Los dos jóvenes que ahora relatan lo vivido con Huerta dicen que en su momento no se atrevieron a denunciarlo por muchas razones: por pena, por miedo, por desconfianza en el sistema judicial, por presiones del abusador y por no enfrentar a una figura de autoridad de la que temen represalias. Es absolutamente comprensible  la resistencia a denunciar este tipo de delitos, y por eso es admirable que alguien denuncie  y se sostenga. Cuando alguien finalmente denuncia, ayuda a detener la cadena de abusos e impunidad que a veces se mantienen por años por parte de un abusador. 

 

Denunciar un delito de acoso sexual o violación, cualquiera que sea la edad o género de la víctima, requiere de un enorme valor, pues en el proceso el acusado y su defensa pueden echar mano de argumentos que volverán a victimizar a la víctima.

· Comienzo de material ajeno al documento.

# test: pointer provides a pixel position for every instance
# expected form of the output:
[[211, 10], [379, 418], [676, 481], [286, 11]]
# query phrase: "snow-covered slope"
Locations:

También pueden incurrir en amenazas y presiones cuando son figuras de poder. Cuando se trata de un menor de edad, el  dilema será aún peor, tanto para la víctima como para sus padres o tutores. El camino a recorrer en una demanda de este tipo es sumamente penoso y difícil para las víctimas, porque entre otras cosas, tienen que relatar lo sucedido y corren el riesgo de sufrir burlas, acoso, estigmas.  Si hoy es difícil, ni què decir hace treinta años en que los protocolos para proteger a las víctimas de abuso eran casi inexistentes. 

 

Se merecen un enorme respeto y apoyo  quienes se atreven a enfrentar a los abusadores. Son actos de valor y fortaleza que evitan daños futuros a otras personas.